6.Toutefois, il résulte de l'instruction que, si des difficultés d'accès au service public hospitalier ont pu exister ponctuellement le 11 mai 2023 et eu pour conséquence le report du premier rendez-vous médical de suivi de Mme C, il est constant que cette dernière a pu honorer les rendez-vous médicaux suivants prévus les 16 et 19 mai 2023. Il suit de là que les difficultés d'accès à l'établissement public hospitalier dont il est fait état et qui ont pris fin apparemment le 18 mai n'ont pas eu pour effet de faire obstacle à ce que la requérante puisse accéder aux consultations médicales que son état de santé nécessite. Au surplus, en, se bornant à produire trois certificats médicaux datés respectivement des 7 avril et 16 mai 2023, dont le dernier souligne certes le caractère primordial de suivi médical régulier de son état de santé, Mme C ne justifie à aucun moment de ce que le report de ses rendez-vous aurait pu avoir des conséquences d'une extrême gravité et donc de l'urgence au sens de l'article L. 521-2 du code de justice administrative, impliquant qu'une mesure soit prise immédiatement.
7.Il résulte de tout ce qui précède qu'en l'absence d'urgence, la requête présentée par Mme C ne peut qu'être rejetée.
Sur les frais de l'instance :
8. Aux termes de l'article L. 761-1 du code de justice administrative : " Dans toutes les instances, le juge condamne la partie tenue aux dépens ou, à défaut, la partie perdante, à payer à l'autre partie la somme qu'il détermine, au titre des frais exposés et non compris dans les dépens. Le juge tient compte de l'équité ou de la situation économique de la partie condamnée. Il peut, même d'office, pour des raisons tirées des mêmes considérations, dire qu'il n'y a pas lieu à cette condamnation ".
9. Ces dispositions font obstacle à ce que soit mise à la charge du centre hospitalier de Mayotte et de l'Etat, qui ne sont pas les parties perdantes dans la présente instance, la somme demandée par la requérante au titre des frais exposés par elle et non compris dans les dépens.
10.Dans les circonstances de l'espèce, il y a lieu de mettre à la charge de Mme C une somme de 1 000 euros à verser au centre hospitalier de Mayotte au titre des dispositions précitées de l'article L. 761-1 du code de justice administrative.
ORDONNE :
Article 1er : L'intervention de La Ligue de Droits de l'Homme, de la CIMADE, de l'association Avocats pour la défense des droits des étrangers et du Groupement d'information et de soutien aux travailleurs immigrés est admise.

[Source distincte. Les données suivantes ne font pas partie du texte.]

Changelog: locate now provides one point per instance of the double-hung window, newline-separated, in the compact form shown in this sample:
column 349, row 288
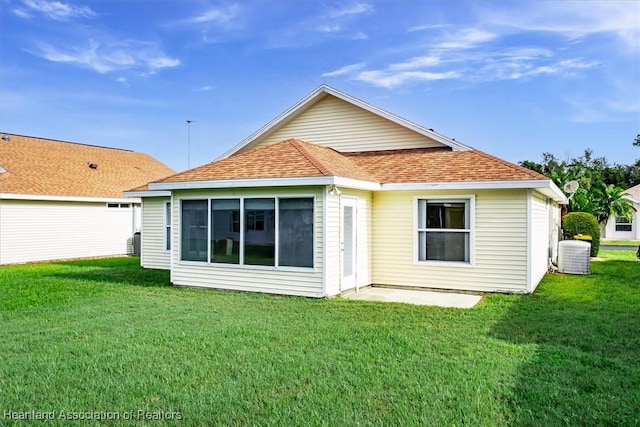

Article 2 : La requête présentée par Mme C est rejetée.
Article 3 : Il est mis à la charge de Mme C une somme de 1 000 euros à verser au centre hospitalier de Mayotte au titre de l'article L. 761-1 précité du code de justice administrative.
Article 4 : La présente ordonnance sera notifiée à Mme B C, au centre hospitalier de Mayotte, au préfet de Mayotte, à la Ligue de Droits de l'Homme, à la CIMADE, à l'association Avocats pour la défense des droits des étrangers et au Groupement d'information et de soutien aux travailleurs immigrés.
Copie en sera adressée au ministre de l'intérieur et des outre-mers
Fait à Mamoudzou, le 19 mai 2023.
Le juge des référés,
Ch. BAUZERAND
La République mande et ordonne au préfet de Mayotte en ce qui le concerne ou à tous commissaires de justice à ce requis en ce qui concerne les voies de droit commun contre les parties privées, de pourvoir à l'exécution de la présente décision.